Hugh Byrne's art: A harmonious reverie of form, shape and colour
PAINTINGS AND SCULPTURES. by Hugh Byrne.
At Ebony; Until September 2.
DANNY SHORKEND reviews
I was beckoned to have a closer look and indeed I did just that.
The artist Hugh Byrne explains his methods: “Through the process of making abstract art, I am trying to understand why certain colours, textures, shapes or materials have a pull on me and how best to group these individual and sometimes disparate components into a fully realised and pleasing object.”
Such concerns perhaps explain equally well why I felt drawn to his work. There is a sense of structural tension as squares and rectangles of pure colour shapes mingle and are applied in certain sequences, sometimes superimposed.
Yet there is somehow a resolution, a harmonious reverie of form, shape and colour.

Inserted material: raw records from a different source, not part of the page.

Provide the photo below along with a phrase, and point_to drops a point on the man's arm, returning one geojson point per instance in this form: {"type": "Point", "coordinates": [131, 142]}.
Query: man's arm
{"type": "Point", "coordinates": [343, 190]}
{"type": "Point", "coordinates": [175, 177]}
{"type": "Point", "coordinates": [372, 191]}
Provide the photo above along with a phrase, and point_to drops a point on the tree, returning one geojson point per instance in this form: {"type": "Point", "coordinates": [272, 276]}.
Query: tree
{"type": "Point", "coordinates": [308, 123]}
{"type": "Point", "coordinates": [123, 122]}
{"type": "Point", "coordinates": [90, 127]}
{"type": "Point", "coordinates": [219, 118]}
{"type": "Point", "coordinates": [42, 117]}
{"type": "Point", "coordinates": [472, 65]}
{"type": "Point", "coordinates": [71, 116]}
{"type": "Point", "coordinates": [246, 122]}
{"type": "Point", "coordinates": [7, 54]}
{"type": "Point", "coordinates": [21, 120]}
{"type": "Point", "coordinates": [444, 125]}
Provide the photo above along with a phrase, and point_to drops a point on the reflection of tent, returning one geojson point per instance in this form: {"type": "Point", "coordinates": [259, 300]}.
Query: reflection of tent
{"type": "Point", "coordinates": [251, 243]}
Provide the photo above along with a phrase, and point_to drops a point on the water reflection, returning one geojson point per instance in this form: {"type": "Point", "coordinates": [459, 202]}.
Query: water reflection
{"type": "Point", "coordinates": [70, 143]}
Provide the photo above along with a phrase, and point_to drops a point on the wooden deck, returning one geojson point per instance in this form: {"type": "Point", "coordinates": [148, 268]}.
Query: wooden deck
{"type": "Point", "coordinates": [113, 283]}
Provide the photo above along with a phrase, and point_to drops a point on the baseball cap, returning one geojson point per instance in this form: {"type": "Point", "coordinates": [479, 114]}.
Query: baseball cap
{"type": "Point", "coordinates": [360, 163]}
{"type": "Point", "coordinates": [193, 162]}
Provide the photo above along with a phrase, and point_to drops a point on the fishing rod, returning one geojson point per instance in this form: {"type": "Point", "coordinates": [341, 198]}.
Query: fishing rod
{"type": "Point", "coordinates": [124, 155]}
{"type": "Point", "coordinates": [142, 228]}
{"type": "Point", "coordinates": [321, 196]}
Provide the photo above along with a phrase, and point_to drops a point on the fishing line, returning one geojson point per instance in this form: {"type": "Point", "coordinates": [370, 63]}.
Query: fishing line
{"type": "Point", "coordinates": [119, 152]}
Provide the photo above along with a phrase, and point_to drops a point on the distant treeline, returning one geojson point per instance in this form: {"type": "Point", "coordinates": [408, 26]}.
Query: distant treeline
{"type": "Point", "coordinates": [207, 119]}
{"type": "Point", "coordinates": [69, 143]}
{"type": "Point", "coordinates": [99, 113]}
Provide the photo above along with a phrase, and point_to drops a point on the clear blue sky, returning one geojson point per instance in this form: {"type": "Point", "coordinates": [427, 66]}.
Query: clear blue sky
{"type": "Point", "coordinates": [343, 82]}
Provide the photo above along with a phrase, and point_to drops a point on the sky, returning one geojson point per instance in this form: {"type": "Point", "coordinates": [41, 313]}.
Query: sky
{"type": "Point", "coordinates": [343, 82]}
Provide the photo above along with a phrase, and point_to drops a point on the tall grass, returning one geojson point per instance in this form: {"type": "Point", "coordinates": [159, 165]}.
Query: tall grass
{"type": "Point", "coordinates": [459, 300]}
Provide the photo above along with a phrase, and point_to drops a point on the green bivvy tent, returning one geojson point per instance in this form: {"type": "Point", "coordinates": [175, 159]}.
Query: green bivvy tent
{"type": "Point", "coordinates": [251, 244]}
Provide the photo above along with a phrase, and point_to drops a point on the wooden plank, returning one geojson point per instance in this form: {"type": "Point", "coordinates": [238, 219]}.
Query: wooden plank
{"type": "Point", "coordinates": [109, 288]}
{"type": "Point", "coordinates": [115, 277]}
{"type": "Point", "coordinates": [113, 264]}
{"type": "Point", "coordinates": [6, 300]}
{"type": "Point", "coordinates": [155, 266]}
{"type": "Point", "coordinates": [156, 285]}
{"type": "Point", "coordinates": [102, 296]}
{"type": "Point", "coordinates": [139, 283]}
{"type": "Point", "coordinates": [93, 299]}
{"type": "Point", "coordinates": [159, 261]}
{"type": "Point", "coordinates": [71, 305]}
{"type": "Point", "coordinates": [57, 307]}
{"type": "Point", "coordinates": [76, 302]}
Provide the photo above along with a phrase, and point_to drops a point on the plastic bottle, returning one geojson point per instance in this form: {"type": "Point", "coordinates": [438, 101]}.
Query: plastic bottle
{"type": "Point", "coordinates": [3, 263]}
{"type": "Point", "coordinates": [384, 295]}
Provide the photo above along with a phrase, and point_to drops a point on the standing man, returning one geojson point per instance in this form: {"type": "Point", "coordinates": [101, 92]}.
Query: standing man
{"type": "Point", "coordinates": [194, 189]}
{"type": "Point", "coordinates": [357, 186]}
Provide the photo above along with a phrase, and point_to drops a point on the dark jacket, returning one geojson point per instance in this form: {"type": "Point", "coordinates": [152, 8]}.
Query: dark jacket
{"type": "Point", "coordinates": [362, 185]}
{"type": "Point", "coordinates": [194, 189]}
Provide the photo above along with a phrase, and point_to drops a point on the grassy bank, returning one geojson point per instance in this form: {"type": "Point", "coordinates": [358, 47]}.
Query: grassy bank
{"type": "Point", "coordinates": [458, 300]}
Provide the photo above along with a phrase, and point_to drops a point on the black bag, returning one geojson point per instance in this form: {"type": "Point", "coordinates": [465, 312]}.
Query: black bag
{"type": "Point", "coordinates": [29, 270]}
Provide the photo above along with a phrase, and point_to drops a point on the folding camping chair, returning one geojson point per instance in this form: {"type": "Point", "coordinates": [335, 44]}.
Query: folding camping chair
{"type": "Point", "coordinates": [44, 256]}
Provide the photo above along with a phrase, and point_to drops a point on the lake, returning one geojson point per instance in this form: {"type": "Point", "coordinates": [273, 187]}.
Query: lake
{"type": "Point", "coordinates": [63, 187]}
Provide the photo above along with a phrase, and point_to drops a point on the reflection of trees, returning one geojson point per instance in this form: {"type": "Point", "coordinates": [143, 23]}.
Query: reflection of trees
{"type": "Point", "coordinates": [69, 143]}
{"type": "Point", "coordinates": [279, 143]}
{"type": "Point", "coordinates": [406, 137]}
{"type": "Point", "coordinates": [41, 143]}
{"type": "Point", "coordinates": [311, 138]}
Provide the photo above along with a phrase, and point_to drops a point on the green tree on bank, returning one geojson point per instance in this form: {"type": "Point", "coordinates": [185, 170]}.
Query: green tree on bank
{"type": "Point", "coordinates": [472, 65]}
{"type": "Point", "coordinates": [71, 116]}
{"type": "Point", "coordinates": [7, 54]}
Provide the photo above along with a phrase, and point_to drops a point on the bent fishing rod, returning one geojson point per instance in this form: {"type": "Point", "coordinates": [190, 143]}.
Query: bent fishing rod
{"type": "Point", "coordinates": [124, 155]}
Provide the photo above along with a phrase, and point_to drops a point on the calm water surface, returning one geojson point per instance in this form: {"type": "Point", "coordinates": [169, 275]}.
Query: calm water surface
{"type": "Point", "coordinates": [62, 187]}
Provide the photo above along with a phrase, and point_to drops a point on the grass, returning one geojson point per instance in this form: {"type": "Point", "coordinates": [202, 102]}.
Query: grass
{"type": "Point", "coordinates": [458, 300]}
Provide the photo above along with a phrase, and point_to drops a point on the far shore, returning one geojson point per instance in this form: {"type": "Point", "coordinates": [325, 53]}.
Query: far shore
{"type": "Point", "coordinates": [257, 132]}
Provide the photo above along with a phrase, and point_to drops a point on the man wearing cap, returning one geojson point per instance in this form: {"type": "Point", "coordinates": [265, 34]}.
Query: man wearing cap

The artist explains: “My work is the result of identifying a problem, solving it and then letting that decision influence the next problem or solution. In this way the artworks become tangible compilations of decisions, organised in one place as a painting or sculpture.”
This is neatly explained and one does get a sense of a structural unity, whether in painting or sculpture that is the sum of such decisions.
In effect the work becomes a meditation on form and colour.
Do such formal concerns eschew the world, a sort of Sabbath from the everyday? If so, one might level a certain criticism that befalls formalism to such experimentation?
I believe that would be a pointless exercise, for one can have a literal subject matter in art just as much as one might investigate art for art’s sake. The justification for the latter is a kind of pure research into the elements of art themselves, a kind of pure mathematics which might then be realised practically at a later point, such as in architecture or design.
You may retort that such investigations happened already in Western abstract art as well as pattern making (with content) and the like in other cultures long before that.
Such concerns are not problematic as Byrne simply builds on that tradition in a unique way. He uses materials ranging from latex paint to concrete, powder-coated metal, maple and walnut. His is an investigation of materiality and structure, of architectural simplicity.
It is a kind of research into the elements in themselves, eschewing narrative and extra-aesthetic content. Is it then simply an aesthetic hedonistic exercise with no content?
The content is the very struggle of such elements in themselves. In this sense it is a meditation on the medium through the medium, a kind of self-reflexive game. I find this is a content, like thinking about the process of thinking itself observing and watching, rather than being embroiled in the narrative, often confused content of thought.
In that sense, the polarities of one position versus another are not in terms of a “what”, but rather an awareness of the structure of how a “what” is constructed.
Such construction then comes to the fore as a certain harmony of various elements, a geometric scaffolding and yet with a curious organic element as well.
One might intuit a musical play at the heart of these “experiments” and thence derive a content: they are metaphors for the drama of existence, as one begins with an idea or experience and then that develops in complexity, all the while revealing a certain play and sequence.
However, the artist intelligently makes decisions about when that play ends and the object - the painting or sculpture - now emerges.
Revelling in the curiosity of what usurped my attention and beckoned me to come closer, I now recognise that it was the sense of dynamic.